Updated: Jul 15, 2016 11:07 IST

Washington D.C, Jul 15 (ANI): Flesh-eating Tyrannosaurus rex may be the most well-known and iconic dinosaur, but it turns out some of the most successful of these prehistoric reptiles were actually vegetarian.

A new study from the University of Bristol, led by Eddy Strickson, has presented clear evidence about how plant-eating dinosaurs evolved.

In the rich dinosaur deposits of North America, hundreds of skeletons of plant-eaters are found for every T. rex. But how did they survive and proliferate?

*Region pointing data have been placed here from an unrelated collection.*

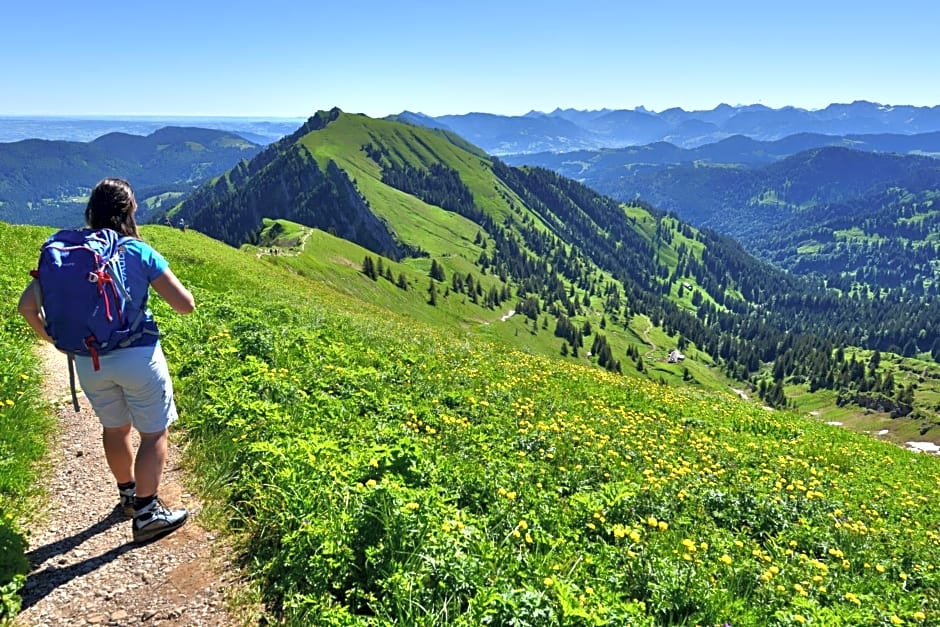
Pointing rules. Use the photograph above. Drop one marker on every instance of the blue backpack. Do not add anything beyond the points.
(85, 305)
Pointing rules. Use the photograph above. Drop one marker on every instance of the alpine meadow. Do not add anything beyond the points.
(425, 387)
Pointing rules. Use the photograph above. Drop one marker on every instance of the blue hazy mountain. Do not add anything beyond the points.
(564, 130)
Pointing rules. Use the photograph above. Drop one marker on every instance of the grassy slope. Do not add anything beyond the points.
(325, 424)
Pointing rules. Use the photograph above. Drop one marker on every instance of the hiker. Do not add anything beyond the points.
(129, 386)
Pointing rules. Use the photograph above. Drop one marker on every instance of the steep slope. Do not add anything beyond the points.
(555, 252)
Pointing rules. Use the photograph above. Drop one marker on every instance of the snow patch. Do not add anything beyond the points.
(924, 447)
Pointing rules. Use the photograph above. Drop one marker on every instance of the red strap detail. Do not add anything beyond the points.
(93, 351)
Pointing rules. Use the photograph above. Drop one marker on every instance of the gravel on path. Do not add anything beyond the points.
(85, 568)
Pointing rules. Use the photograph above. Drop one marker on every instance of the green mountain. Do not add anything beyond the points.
(365, 467)
(856, 219)
(47, 182)
(569, 260)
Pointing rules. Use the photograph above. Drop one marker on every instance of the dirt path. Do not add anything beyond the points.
(289, 252)
(85, 569)
(646, 336)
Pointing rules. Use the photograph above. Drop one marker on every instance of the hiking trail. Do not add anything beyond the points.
(85, 570)
(293, 251)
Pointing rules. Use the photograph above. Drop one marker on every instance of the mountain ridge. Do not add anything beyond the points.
(539, 132)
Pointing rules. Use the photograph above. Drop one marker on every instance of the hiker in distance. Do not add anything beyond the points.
(129, 385)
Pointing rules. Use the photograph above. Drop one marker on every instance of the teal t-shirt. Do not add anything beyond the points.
(140, 265)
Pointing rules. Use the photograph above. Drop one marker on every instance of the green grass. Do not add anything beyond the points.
(378, 466)
(25, 424)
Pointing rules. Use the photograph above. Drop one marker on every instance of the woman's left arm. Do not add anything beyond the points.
(29, 309)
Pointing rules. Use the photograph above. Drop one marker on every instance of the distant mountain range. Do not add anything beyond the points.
(85, 129)
(565, 130)
(47, 182)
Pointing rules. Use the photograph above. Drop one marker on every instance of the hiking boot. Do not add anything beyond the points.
(126, 497)
(156, 520)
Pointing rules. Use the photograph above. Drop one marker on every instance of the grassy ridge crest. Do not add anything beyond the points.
(380, 470)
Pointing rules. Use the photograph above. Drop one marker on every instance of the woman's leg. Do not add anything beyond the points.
(119, 452)
(151, 458)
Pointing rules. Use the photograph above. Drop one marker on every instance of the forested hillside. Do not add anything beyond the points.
(567, 257)
(363, 466)
(47, 182)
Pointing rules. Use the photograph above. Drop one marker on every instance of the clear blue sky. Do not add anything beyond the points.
(289, 59)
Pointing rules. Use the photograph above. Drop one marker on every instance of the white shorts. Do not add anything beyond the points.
(132, 386)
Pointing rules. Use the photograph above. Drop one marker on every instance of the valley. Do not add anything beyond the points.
(424, 386)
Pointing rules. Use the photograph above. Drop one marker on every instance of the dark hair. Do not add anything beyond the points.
(112, 206)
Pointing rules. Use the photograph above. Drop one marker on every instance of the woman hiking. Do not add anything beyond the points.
(129, 386)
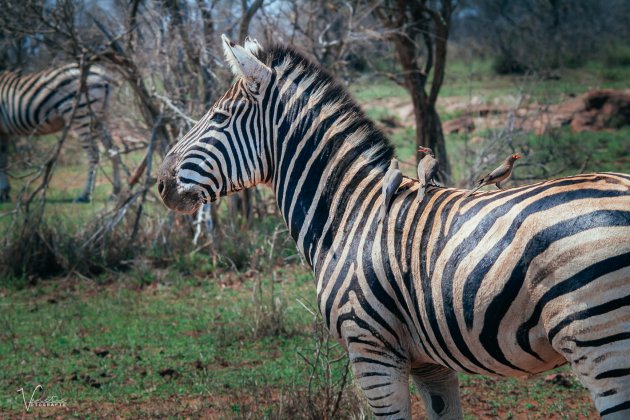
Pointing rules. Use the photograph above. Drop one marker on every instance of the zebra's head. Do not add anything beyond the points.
(224, 152)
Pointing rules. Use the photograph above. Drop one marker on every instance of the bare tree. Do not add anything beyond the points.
(419, 32)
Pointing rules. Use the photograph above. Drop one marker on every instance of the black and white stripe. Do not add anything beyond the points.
(42, 103)
(505, 283)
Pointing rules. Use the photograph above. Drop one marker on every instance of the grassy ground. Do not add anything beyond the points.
(200, 339)
(175, 344)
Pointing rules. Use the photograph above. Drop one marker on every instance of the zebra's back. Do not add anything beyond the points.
(41, 103)
(490, 283)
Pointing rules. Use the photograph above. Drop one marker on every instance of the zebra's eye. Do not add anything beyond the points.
(219, 118)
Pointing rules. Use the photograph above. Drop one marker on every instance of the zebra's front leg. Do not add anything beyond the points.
(384, 380)
(5, 187)
(439, 389)
(91, 148)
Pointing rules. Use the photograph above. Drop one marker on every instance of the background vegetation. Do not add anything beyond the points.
(114, 307)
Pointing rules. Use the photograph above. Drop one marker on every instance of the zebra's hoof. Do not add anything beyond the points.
(82, 199)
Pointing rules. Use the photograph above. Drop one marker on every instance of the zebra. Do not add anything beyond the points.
(504, 283)
(42, 103)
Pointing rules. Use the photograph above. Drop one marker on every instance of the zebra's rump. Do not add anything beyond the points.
(489, 283)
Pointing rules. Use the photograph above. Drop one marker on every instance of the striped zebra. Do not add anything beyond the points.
(41, 103)
(504, 283)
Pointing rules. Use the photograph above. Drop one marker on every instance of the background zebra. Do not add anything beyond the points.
(507, 283)
(41, 103)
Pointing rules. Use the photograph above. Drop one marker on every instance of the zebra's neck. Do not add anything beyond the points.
(325, 151)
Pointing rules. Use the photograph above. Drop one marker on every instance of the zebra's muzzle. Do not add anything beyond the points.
(174, 197)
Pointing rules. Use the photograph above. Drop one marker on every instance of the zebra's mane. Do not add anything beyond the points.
(376, 150)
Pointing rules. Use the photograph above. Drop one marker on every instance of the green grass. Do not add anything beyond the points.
(374, 88)
(86, 343)
(140, 342)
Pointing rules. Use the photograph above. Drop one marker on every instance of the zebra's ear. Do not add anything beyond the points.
(244, 64)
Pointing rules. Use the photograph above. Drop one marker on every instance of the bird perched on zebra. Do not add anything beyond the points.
(509, 284)
(427, 170)
(497, 176)
(35, 104)
(391, 182)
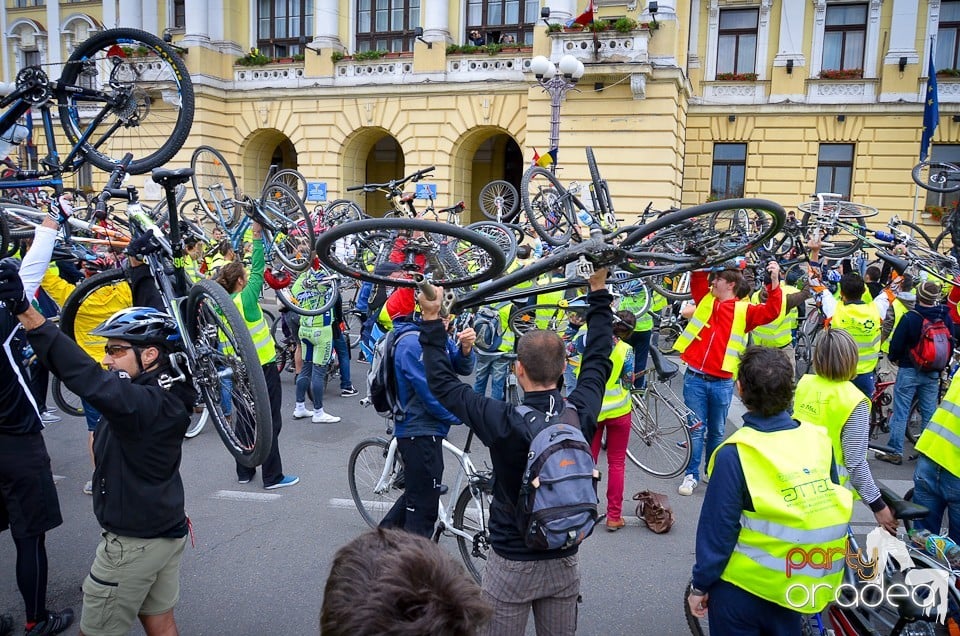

Was it down to innovation or stimulus by plant evolution?

Eddy Strickson said: "The plant-eating ornithopods showed four evolutionary bursts; one in the middle of the Jurassic, and the other three in a cluster around 80 million years ago in the Late Cretaceous. This was down to innovation in their jaws and improved efficiency."

Plants were evolving fast during the Mesozoic, with the rise of cycads, conifers, and especially the angiosperms or flowering plants in the Cretaceous. However, the evolution of ornithopod dinosaur jaws and teeth did not show any response to these changes in availability of plants.

Co-leader Albert Prieto-Marquez said: "Some of the immensely successful duck-billed hadrosaurs of the Late Cretaceous might have been eating flowering plants, but their tooth wear patterns, and especially close study of their coprolites - that's fossil poops - shows they were conifer specialists, designed to crush and digest the oily, tough needles and cones."

Co-leader Tom Stubbs added: "Our work has been done using new methods of evolutionary analysis. Up to now, many evolutionary studies of this kind have been quite circumstantial, but we have been able to identify times of intensive evolution using objective, numerical methods."

Over 150 million years, many hundreds of dinosaurs came and went, but in the end they all died out 66 million years ago. The new work helps confirm another recently published, and controversial, claim that most dinosaurs were already in decline 40 million years before the meteorite struck and finished them off.